Mapped types can be recursive, applying the transformation at every level of nesting. This is how you build deep utilities like DeepPartial or DeepReadonly:

TS
type DeepPartial<T> = {
  [K in keyof T]?: T[K] extends object ? DeepPartial<T[K]> : T[K];
};

interface AppConfig {
  server: {
    host: string;
    port: number;
    tls: {
      enabled: boolean;
      certPath: string;
    };
  };
  debug: boolean;
}

type PartialConfig = DeepPartial<AppConfig>;

// Now every nested level is optional:
const partial: PartialConfig = {
  server: {
    host: "localhost",
    // port is optional
    tls: {
      // certPath is optional
      enabled: true,
    },
  },
  // debug is optional
};
Warning
Recursive mapped types can cause TypeScript to report "Type instantiation is excessively deep" for very deeply nested structures. Add a depth limit or use TypeScript 4.1+ recursive conditional types when this happens.
Mapped Types vs Index Signatures

Feature

Index Signature

Mapped Type

Syntax

{ [key: string]: V }

{ [K in keyof T]: T[K] }

Key constraint

string, number, or symbol

Any union or keyof T

Per-key value types

All keys share one type

Each key can have its own type

Key iteration source

Runtime keys

Compile-time type keys

Built-in utilities

No

Yes (Partial, Pick, etc.)

Homomorphic vs Non-Homomorphic Mapped Types

A mapped type is homomorphic when it iterates over keyof T directly. TypeScript then automatically preserves (or copies) the readonly and ? modifiers from the source type unless you explicitly change them.

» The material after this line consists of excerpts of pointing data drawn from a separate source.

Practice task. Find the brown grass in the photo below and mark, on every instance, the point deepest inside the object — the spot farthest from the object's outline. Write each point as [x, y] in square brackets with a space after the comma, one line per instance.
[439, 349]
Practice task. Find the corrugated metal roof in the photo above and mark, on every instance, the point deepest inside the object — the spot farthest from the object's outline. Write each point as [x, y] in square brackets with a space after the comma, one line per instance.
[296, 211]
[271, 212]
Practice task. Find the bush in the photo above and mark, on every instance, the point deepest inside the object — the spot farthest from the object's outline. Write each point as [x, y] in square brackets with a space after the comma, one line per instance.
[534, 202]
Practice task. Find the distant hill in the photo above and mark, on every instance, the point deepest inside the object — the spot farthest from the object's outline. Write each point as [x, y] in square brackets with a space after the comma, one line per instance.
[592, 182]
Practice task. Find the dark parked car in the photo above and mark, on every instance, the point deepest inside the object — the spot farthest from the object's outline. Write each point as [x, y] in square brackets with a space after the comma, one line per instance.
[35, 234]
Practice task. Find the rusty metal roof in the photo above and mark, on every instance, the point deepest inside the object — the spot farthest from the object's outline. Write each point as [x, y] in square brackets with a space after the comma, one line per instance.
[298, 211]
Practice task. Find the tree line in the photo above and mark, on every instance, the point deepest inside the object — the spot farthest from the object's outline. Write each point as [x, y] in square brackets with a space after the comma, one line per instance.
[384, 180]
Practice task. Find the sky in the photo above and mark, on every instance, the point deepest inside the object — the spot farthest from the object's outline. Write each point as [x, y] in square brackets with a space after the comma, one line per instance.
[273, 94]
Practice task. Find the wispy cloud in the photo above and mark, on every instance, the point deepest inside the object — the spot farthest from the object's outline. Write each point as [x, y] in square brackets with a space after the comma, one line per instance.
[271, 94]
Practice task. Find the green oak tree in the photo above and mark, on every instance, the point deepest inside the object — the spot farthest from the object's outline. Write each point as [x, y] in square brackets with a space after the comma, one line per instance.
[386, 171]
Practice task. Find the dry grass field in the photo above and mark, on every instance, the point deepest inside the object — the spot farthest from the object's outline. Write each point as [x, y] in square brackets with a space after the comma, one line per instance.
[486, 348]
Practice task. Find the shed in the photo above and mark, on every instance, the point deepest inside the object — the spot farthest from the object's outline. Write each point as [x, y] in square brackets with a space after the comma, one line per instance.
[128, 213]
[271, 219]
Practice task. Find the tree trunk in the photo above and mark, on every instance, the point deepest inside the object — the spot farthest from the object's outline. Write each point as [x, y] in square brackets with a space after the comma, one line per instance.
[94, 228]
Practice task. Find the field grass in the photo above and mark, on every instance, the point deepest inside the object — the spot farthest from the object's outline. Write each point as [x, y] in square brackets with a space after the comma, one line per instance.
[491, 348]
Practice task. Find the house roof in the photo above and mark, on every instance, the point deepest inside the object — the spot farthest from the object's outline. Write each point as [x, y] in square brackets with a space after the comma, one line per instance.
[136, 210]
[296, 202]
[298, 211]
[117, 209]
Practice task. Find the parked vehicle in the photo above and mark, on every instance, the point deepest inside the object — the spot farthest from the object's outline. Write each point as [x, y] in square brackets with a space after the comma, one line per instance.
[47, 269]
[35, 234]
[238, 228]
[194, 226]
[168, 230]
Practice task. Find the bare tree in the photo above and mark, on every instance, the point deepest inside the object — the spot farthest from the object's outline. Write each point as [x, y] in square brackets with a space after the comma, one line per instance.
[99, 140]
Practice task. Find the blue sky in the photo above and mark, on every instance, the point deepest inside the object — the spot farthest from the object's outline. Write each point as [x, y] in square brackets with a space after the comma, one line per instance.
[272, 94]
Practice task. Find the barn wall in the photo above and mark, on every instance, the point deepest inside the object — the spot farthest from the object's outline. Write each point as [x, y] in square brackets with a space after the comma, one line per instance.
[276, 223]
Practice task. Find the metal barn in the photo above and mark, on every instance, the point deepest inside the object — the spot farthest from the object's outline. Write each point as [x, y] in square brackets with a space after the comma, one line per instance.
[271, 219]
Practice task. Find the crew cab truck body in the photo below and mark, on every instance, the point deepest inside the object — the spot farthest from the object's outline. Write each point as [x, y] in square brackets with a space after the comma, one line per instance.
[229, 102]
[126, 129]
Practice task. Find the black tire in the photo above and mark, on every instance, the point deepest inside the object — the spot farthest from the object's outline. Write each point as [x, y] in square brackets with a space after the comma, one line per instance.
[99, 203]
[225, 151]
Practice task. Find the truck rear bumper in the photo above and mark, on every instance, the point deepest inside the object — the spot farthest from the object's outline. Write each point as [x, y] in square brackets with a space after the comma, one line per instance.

A mapped type is non-homomorphic when it iterates over an independent key union (like in Record). No modifiers are carried over.

TS
// Homomorphic — modifiers are preserved
type Identity<T> = { [K in keyof T]: T[K] };

interface Source {
  readonly id: number;
  name?: string;
}

type Copied = Identity<Source>;
// { readonly id: number; name?: string }
// ✅ readonly and ? are preserved

// Non-homomorphic — no modifier preservation
type AllOptional<K extends string> = { [P in K]?: string };
type Mapped = AllOptional<"a" | "b">;
// { a?: string; b?: string }  — ? was added explicitly, not copied
Success
You now understand mapped types: iterating over keyof T, transforming value types, adding/removing modifiers, filtering with never, and all the built-in utility types that map types power.